NFS on NFS?

Eric Anderson anderson at freebsd.org
Tue Jul 17 15:59:45 UTC 2007


Rick Macklem wrote:
> 
> 
> On Tue, 17 Jul 2007, Eric Anderson wrote:
> 
>> Here's what I'd like to do:
>>
>> - Mount NFS export from filer 'A'
>> - Export that mountpoint to clients via NFS
>>
>> I've already tried it, and it doesn't quite work.  FreeBSD allows me 
>> to export it (doing tricks like null mounting the NFS mounted 
>> directory on a different directory, etc).  But when a client mounts 
>> it, it has issues.
>>
>> Does anyone know if this is a reasonable problem to solve for FreeBSD, 
>> or is it so much work that it isn't worth it?
>>
>> Oh, and please - I understand the implications of doing such a thing, 
>> no worries, I still want to.
>>
> Since this wasn't allowed for NFSv2 and 3 (due to issues such as
> providing a T stable file handle), clients probably won't handle
> it well.
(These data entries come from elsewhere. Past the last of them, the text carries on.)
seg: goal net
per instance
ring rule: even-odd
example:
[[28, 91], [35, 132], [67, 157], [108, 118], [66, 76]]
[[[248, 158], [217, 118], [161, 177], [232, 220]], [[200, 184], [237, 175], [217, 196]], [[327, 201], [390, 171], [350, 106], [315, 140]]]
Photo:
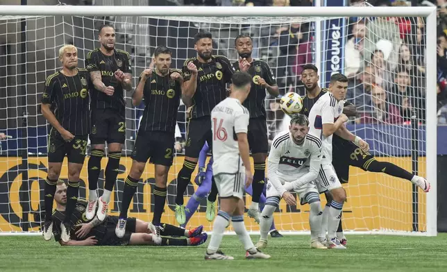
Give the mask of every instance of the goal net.
[[[40, 231], [44, 216], [44, 185], [48, 171], [47, 141], [50, 129], [40, 112], [44, 82], [47, 76], [61, 68], [58, 51], [65, 44], [78, 48], [79, 67], [83, 67], [87, 52], [99, 46], [97, 29], [103, 24], [115, 28], [116, 47], [131, 56], [134, 87], [142, 70], [151, 65], [157, 46], [171, 49], [172, 67], [181, 68], [186, 58], [196, 54], [192, 39], [194, 34], [205, 31], [212, 34], [214, 53], [233, 61], [238, 58], [234, 46], [235, 37], [250, 33], [253, 42], [252, 56], [269, 63], [281, 94], [305, 94], [301, 78], [305, 64], [319, 67], [320, 85], [323, 87], [328, 87], [332, 74], [344, 73], [349, 78], [347, 100], [357, 110], [348, 128], [369, 143], [371, 153], [377, 160], [392, 162], [421, 176], [430, 172], [426, 167], [430, 154], [425, 129], [430, 111], [426, 110], [425, 102], [429, 94], [425, 94], [434, 90], [425, 92], [429, 69], [425, 64], [430, 62], [426, 58], [425, 17], [384, 17], [380, 14], [351, 17], [1, 16], [0, 133], [12, 137], [0, 141], [0, 232]], [[130, 155], [143, 110], [143, 108], [132, 106], [131, 95], [132, 92], [125, 94], [126, 140], [109, 207], [110, 214], [114, 215], [119, 212], [124, 180], [131, 166]], [[288, 129], [289, 117], [280, 110], [278, 99], [268, 94], [265, 107], [271, 141], [278, 132]], [[185, 105], [180, 105], [178, 144], [169, 171], [162, 216], [163, 222], [174, 225], [176, 178], [183, 162], [186, 111]], [[88, 196], [88, 155], [81, 174], [79, 194], [82, 198]], [[353, 160], [360, 155], [351, 155]], [[107, 158], [102, 160], [99, 195], [102, 194], [107, 161]], [[435, 171], [436, 166], [431, 167], [431, 171]], [[60, 178], [67, 178], [65, 161]], [[146, 165], [142, 179], [129, 216], [149, 221], [152, 219], [154, 202], [152, 164]], [[430, 216], [426, 212], [427, 195], [415, 190], [409, 181], [353, 167], [351, 167], [348, 181], [344, 185], [348, 194], [342, 217], [345, 230], [427, 231]], [[433, 185], [436, 180], [430, 182]], [[192, 181], [186, 191], [185, 203], [196, 188]], [[436, 191], [428, 196], [435, 198]], [[326, 199], [323, 195], [321, 198], [324, 205]], [[246, 196], [247, 207], [251, 199]], [[204, 200], [188, 227], [203, 225], [206, 230], [211, 230], [212, 223], [205, 219], [205, 207]], [[308, 214], [307, 205], [298, 203], [288, 206], [282, 201], [274, 215], [276, 228], [280, 232], [307, 231]], [[251, 219], [247, 217], [245, 223], [251, 231], [259, 230], [258, 224]]]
In general, NFSv2 and 3 clients will get really confused
> when the fsid or fid changes and break in subtle ways if the file
> handle is not T stable (refers to that file only, including long
> after the file is deleted).

Is that really true?  It looked like the NFS handle was created by 
various file system goo, which could come up again some time in the 
future.  For instance, file a file systems inode table, rm all the 
files, do it again (with different data in the files).  Wouldn't the NFS 
handle look the same to the client then, but be a different file?  Or 
when we say 'file' do we mean 'inode' on a file system?

Also, by 'T stable', does 'T' mean 'time' here?

I'm not certain I completely understand why the clients would get 
confused.  Wouldn't it look something like this:

[File system->NFS server->NFS handle]
                |
                V
[NFS client->virtual file system->NFS server->NFS handle2]
                |
                V
[NFS Client->virtual file system->application]


> NFSv4 does allow mount point crossings (fsid to change), but some
> clients, such as Solaris10 are confused by it.
> 
> An easier solution might be to write a simple proxy that just forwards
> the RPC requests/replies to the actual server.